Dan menteri Purbaya berkomitmen untuk memeriksa lebih teliti tiap tiap pelabuhan agar barang ilegal tersebut tak lolos masuk ke Indonesia.
“Nanti kita cegat di pelabuhannya kita periksa lebih teliti lagi,” ujar Purbaya dalam konferensi pers APBN Kita di kantornya, Jakarta Pusat, Minggu (20/11/25)
Selain pengawasan di pelabuhan, Purbaya menegaskan akan melakukan investigasi mendalam untuk mengungkap pihak-pihak yang terlibat dalam praktik ilegal tersebut, termasuk importir.
“Kita akan investigasi lebih dalam dari kasus-kasus yang menyelundup pasti tertangkap, ketahuan siapa pengimpornya. Kalau dulu bisa lepas, ke depan nggak bisa lagi. Jadi, memang kalau yang ilegal kita bereskan,” tegas Purbaya.
Untuk menambah perlindungan bagi industri tekstil lokal, Purbaya juga tengah menyiapkan bea masuk tambahan untuk melindungi industri dalam negeri.

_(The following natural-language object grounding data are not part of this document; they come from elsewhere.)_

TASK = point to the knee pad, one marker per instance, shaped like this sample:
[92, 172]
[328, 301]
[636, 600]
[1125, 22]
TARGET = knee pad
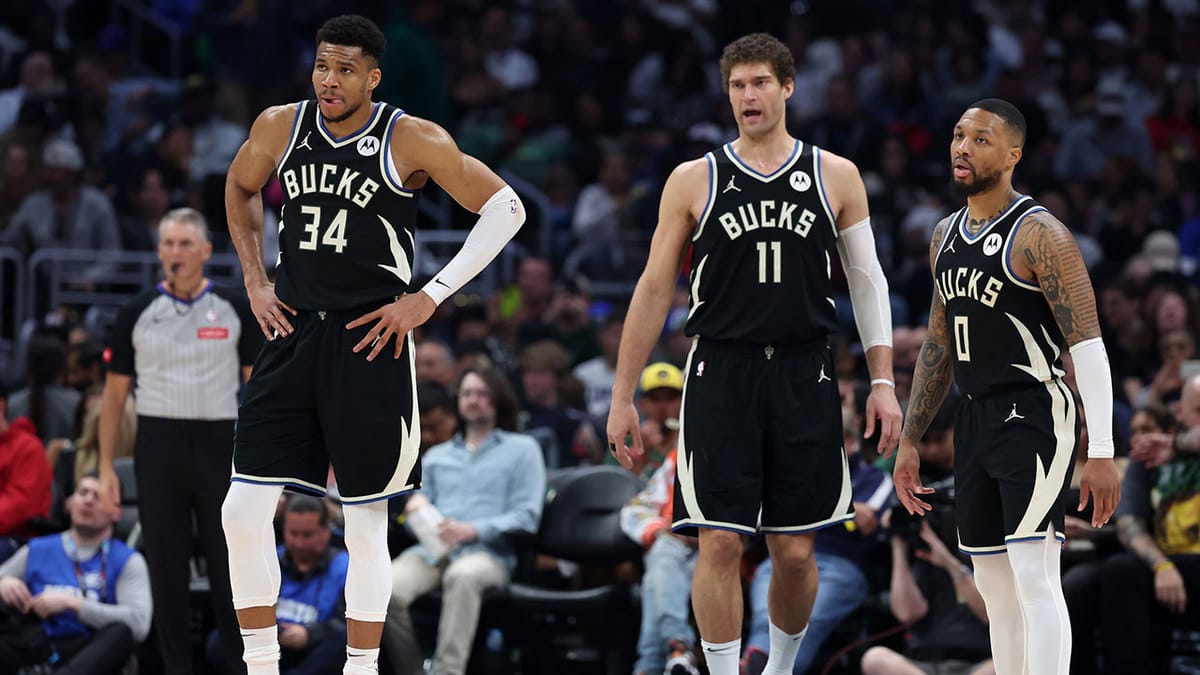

Menurut Purbaya, pungutan baru ini berupa Bea Masuk Anti Dumping (BMAD) dan Bea Masuk Tindakan Pengamanan (BMTP).
“Di industri tekstil, pemerintah tengah melakukan penataan impor balpres, kawasan berikat, hingga pemberlakuan bea BMAD dan BMTP untuk melindungi industri domestik,” ujarnya.
Purbaya memastikan ke depan tidak ada celah yang memungkinkan praktik penyelundupan lolos.